I honestly never thought I would say that an inservice day was the best day ever, but clearly the tides are turning. After years of feeling like I was doing a disservice to my kids by focusing only on "the tests" I finally feel like I can focus on my kids and help them learn and grow as amazing human beings. It's going to be a great year!

Monday, August 15, 2016

Trying to Refocus

Not going to lie, I had a little bit of a melt down today while I was working in my classroom. I am trying to keep in mind all that I learned and reflected upon this summer. And as I was thinking about everything, all that kept creeping into my mind were all of the roadblocks I was facing. I had to leave school, come home, and spend some time at my favorite spot by the river to help myself get back on track.
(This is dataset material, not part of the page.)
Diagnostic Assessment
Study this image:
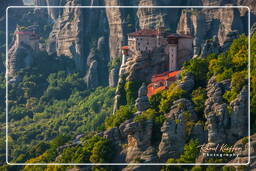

Probably the most important lesson I had to repeat over and over today was that things don't have to be perfect. Things can be changed if they don't work out. It's okay to try something, decide I don't like it, and then try something else. But I just want it to be perfect -- these kids are going through such a huge change, I want everything to be perfect for them so their transition can be as smooth as possible. But just as I want to give them grace and make it easy for them, I am being hard on myself. This would be a huge transition for me just to switch my teaching assignment. Now add on all of these new strategies I'd like to try, and everything is even huger.... more huge? Bigger. More uncertain.

And instead of being patient with myself and giving myself the chance to experience a few bumps, I'm putting the pressure on myself to make everything perfect.

Seriously?? Nobody is perfect. Nor did anybody ever expect me to be perfect. So where did this come from?? I don't know, but I'm going to keep reminding myself that the best I can do is try. If things work, great. If not, I'm a pretty good planner and a pretty good problem solver, so I sure I'll be able to come up with a different solution.

Time to refocus and reset my attitude. I'm not setting up my perfect classroom. I'm getting ready for a great group of kids, and together we will learn and grow and figure out what works best for us.